アニメの中に登場する鬼も、もともとは人間だったそうです。人間の中に鬼になる要素が隠されているのかもしれません。ずいぶん昔、ある殺人事件の犯人に対し、僧侶の瀬戸内寂聴さんが「このような事件が起きたのは、私にも責任がある」というようなことをおっしゃっていたことを思い出します。このような事件が起きるのは一人の犯人だけが原因ではない。その犯人が犯行を犯すまでに至ったのは、その犯人を作り出した社会全体の責任でもある。そしてその社会の構成員の一人である私の責任でもあるということでしょうか。その時、私はその考えがひどく心に残って、その考え方を大切にしています。そういった目で、鬼の所業のような凶悪な犯罪をニュースや新聞で目にすると、自分も境遇や環境次第では、加害者になりうる可能性があると思えます。私の心の中に醜い鬼のような心があるのではないかと不安になります。
仏教ではこの鬼のような心を三つの毒「三毒(さんどく)」といい、誰の心の中にもあるものだと説いています。私はこの三毒を西遊記のキャラクターで説明しています。一つ目の毒は貪(むさぼ)りです。欲の深い心です。これは豚の魔物、猪八戒です。いつもお腹を空かせていて、どれだけ食べてもお腹を満たすことができず、何か食べる物はないかと探し回っている。二つ目の毒は瞋恚(しんに)。これは怒りです。自分の気に入らないことがあると腹を立てて大暴れ。ご存じ猿の魔物、孫悟空です。三つ目の毒は癡(ち)。仏教の教えに暗い愚かな者。いつもネガティブ、自らを律し明るい幸せな方向へ歩いていこうとしない。これは河童の魔物、沙悟浄です。玄奘三蔵がそれら三匹の魔物をうまく手懐けて味方にし、天竺へ大切な経典を取りに行くお話が西遊記です。私たちの心の中にある三毒という鬼を仏様の智慧の力でうまく手懐け、明るい幸せな人生を手に入れる。それが仏教の教えです。
この三毒を甘く見てはいけません。自分自身の心を返り見てみると、欲深く自分勝手で怒りっぽく、いつもこの欲望と怒りに負けて、自暴自棄になり最後に自己嫌悪に陥ることを繰り返しているのは私だけでしょうか。そして、この三毒の思うままに心を乗っ取られ、鬼のような所業を犯してしまうことだって人間にはあるのです。

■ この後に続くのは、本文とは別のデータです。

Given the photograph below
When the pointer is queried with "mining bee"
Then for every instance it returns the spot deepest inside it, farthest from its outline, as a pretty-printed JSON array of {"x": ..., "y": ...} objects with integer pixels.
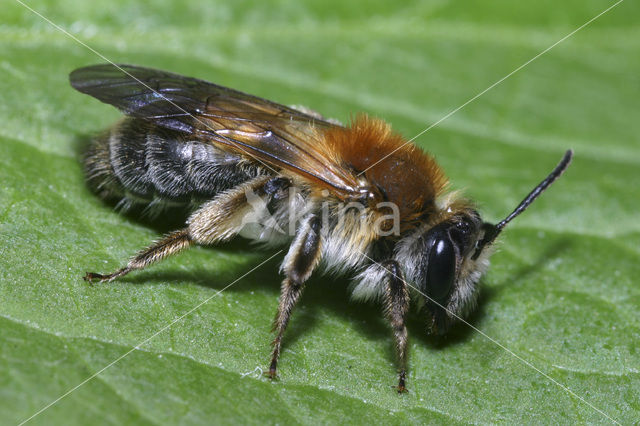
[{"x": 356, "y": 198}]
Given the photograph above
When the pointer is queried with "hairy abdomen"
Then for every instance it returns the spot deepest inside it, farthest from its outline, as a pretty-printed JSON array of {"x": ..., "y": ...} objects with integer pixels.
[{"x": 136, "y": 162}]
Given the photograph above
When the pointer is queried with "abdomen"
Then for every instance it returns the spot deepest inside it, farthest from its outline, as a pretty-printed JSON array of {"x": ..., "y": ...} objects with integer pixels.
[{"x": 136, "y": 162}]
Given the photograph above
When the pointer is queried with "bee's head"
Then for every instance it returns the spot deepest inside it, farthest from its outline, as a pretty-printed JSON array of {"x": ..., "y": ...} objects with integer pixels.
[
  {"x": 446, "y": 260},
  {"x": 445, "y": 269}
]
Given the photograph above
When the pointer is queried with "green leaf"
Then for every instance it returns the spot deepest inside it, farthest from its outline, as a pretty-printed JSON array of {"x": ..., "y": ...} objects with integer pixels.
[{"x": 562, "y": 293}]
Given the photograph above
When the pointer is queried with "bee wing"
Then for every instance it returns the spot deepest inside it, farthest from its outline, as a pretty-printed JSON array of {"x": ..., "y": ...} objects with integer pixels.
[{"x": 274, "y": 134}]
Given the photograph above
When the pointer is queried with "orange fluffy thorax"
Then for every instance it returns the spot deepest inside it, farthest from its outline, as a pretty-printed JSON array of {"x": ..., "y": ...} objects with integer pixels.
[{"x": 406, "y": 175}]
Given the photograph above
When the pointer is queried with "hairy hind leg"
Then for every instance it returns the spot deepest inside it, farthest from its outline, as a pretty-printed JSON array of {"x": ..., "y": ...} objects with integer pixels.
[
  {"x": 217, "y": 220},
  {"x": 171, "y": 244}
]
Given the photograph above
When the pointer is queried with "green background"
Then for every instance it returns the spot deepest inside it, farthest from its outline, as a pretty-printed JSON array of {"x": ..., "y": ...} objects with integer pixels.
[{"x": 562, "y": 291}]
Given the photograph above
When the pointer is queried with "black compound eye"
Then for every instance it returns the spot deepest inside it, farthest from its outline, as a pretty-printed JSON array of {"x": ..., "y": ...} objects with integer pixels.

西遊記では玄奘三蔵が呪術を使ったり、お説教をしたりして、三匹の魔物を改心させていくわけですが、私たちは一人四役。自分を自分が律していく他ありません。では私自身がそれが出来ているのかと聞かれますと、とてもじゃないですが、できているとは言い難いのが現状です。ただ一つこれだけは言えるというものがあれば、私はそこに向かって毎日歩いていますということだけです。それでも一日一歩三日で三歩三歩進んで二歩下がるぐらいのものですが、どこに向かって行けばいいかがはっきりしている点では、ここだという目標があります。

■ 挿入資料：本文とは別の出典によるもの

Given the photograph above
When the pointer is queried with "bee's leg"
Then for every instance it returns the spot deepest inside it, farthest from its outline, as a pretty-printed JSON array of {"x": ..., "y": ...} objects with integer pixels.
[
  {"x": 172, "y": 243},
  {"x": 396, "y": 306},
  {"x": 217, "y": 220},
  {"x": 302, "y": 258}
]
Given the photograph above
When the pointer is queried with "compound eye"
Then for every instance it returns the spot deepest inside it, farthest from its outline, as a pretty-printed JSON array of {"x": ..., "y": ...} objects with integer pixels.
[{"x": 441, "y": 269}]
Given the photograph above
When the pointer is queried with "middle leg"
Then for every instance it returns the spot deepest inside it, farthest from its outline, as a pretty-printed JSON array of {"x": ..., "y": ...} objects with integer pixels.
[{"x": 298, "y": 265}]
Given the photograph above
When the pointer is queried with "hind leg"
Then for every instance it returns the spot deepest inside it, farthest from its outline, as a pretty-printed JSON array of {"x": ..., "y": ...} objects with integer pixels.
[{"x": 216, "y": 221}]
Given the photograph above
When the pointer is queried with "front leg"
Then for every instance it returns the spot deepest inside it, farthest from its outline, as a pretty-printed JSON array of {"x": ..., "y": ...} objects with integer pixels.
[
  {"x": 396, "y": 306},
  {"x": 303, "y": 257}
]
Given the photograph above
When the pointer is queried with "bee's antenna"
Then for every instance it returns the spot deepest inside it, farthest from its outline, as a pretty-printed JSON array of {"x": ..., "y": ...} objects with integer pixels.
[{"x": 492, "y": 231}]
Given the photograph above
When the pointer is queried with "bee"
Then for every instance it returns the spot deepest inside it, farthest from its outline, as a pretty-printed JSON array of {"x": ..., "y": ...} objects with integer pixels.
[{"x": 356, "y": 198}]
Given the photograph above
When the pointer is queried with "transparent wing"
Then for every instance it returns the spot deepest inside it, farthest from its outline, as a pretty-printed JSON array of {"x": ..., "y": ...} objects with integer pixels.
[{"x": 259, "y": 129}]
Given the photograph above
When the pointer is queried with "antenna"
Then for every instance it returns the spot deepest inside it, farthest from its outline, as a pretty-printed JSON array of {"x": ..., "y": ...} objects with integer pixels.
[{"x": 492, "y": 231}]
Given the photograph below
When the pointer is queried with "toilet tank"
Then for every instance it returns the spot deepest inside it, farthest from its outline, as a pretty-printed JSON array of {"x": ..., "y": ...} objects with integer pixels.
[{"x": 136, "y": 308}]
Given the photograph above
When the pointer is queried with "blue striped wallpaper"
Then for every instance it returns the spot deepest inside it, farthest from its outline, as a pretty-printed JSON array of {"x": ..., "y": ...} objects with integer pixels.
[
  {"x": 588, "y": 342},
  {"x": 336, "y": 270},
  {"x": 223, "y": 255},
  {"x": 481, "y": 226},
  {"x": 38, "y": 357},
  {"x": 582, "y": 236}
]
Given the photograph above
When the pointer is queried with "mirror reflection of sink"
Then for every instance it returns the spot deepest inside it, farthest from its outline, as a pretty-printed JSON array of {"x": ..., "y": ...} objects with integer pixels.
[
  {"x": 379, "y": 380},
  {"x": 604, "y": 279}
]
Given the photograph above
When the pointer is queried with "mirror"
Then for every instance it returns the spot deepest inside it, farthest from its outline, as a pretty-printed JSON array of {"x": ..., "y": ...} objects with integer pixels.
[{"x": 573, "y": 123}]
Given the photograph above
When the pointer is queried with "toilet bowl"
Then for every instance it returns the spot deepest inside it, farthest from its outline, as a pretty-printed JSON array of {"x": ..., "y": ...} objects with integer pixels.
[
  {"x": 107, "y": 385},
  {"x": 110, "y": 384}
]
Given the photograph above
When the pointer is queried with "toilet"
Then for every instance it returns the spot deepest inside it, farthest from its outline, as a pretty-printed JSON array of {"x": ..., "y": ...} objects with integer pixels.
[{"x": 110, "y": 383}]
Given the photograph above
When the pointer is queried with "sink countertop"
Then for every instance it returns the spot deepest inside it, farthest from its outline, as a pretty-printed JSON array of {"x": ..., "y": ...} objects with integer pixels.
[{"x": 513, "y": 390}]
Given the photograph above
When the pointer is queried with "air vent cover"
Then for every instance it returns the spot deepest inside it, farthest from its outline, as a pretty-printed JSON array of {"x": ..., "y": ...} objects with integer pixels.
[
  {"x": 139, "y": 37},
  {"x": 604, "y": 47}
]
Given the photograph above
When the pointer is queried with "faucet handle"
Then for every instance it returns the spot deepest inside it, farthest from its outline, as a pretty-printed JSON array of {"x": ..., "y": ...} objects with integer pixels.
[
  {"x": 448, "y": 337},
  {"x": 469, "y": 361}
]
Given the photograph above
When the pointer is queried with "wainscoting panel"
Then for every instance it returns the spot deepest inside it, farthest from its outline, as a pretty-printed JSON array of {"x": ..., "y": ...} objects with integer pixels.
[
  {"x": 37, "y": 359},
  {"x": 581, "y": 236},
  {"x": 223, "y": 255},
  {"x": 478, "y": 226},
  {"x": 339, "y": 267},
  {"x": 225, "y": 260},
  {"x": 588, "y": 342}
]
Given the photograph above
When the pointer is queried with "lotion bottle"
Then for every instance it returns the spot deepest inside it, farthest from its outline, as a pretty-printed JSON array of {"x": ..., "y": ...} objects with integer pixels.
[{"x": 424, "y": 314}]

私は毎朝、臨済宗妙心寺派の教え「生活信条」と毎晩「信心のことば」を仏前でお唱えします。
生活信条
一日一度は静かに坐って、身(からだ)と呼吸と心を調(ととの)えましょう。
人間の尊(とうと)さにめざめ、自分の生活も他人の生活も大切にしましょう。
生かされている自分を感謝し、報恩(ほうおん)の行(ぎょう)を積みましょう。
こうして一日の始まりに心を調え(坐禅)、家族や周りの人を大切にする気持ちを持とう、今日も一日一生懸命生きようと心に誓います。そして就寝前に
信心のことば
わが身(み)をこのまま空(くう)なりと観(かん)じて、静かに坐りましょう。
衆生(しゅじょう)は本来仏(ほんらいほとけ)なりと信じて、拝(おが)んでいきましょう。

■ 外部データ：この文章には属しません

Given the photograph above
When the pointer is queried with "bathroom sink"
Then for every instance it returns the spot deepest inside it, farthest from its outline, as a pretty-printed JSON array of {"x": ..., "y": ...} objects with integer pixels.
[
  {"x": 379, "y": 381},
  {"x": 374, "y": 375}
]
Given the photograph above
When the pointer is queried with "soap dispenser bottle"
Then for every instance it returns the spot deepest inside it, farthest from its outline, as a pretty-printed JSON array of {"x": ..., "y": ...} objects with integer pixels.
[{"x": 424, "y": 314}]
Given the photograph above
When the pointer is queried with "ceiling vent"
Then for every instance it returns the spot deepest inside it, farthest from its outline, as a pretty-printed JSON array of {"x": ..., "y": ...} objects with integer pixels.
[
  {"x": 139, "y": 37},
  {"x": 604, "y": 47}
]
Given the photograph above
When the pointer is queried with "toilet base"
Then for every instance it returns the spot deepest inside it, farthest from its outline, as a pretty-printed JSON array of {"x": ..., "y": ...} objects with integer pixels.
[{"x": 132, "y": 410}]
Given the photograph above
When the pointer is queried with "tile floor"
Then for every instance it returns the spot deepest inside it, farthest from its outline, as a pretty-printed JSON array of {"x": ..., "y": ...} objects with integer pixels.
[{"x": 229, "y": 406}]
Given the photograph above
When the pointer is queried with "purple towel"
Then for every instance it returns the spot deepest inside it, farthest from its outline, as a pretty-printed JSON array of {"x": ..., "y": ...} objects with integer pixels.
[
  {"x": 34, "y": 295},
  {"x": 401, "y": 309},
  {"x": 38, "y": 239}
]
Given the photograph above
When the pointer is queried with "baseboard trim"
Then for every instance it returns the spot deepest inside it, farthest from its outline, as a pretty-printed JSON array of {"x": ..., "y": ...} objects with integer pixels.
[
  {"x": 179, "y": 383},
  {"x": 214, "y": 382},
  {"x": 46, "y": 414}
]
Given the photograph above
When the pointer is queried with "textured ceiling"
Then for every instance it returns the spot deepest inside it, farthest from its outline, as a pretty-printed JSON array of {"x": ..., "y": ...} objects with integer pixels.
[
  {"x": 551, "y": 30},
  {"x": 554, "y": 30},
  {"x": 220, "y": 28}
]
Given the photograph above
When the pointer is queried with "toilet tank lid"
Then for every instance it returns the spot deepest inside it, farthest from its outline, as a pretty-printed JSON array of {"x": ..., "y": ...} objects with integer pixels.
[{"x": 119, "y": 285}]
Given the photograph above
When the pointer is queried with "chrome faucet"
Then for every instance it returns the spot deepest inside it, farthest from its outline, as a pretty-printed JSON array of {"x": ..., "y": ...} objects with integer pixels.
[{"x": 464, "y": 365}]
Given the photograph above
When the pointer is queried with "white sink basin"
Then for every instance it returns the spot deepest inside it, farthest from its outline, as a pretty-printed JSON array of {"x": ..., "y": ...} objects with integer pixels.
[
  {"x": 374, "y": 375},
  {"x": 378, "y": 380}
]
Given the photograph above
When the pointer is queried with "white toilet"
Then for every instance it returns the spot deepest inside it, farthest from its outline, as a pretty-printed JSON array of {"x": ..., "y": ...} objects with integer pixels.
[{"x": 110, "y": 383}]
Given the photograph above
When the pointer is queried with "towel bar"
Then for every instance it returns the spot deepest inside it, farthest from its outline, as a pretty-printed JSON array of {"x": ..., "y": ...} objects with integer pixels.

社会を心の花園と念じて、和(なご)やかに生きましょう。とお唱えします
これを毎日やっているとどうなるか。自分にとって何が大切なことなのかがよくわかってきます。そうです「和やかに生きる」ということです。その為に心を調え、周りの人を大切にし、毎日を大切に生きるのです。ですから三毒に振り回されそうになった時も、あの孫悟空の頭の輪っかのように「和やかに生きる」という言葉が私の中の三毒の手綱をしっかり握ってくれるのです。
2月は節分の豆まきがあります。「鬼は外、福は内」と言って豆をまきますが、本当の鬼は自分自身の心の中にいます。そして本当の福の神もまた心の中にいることを知って、自分の心を見つめ直し、何が大切なことかをしっかりと自覚すれば、世の中がどう変わろうと、明るい道を歩いて行くことができます。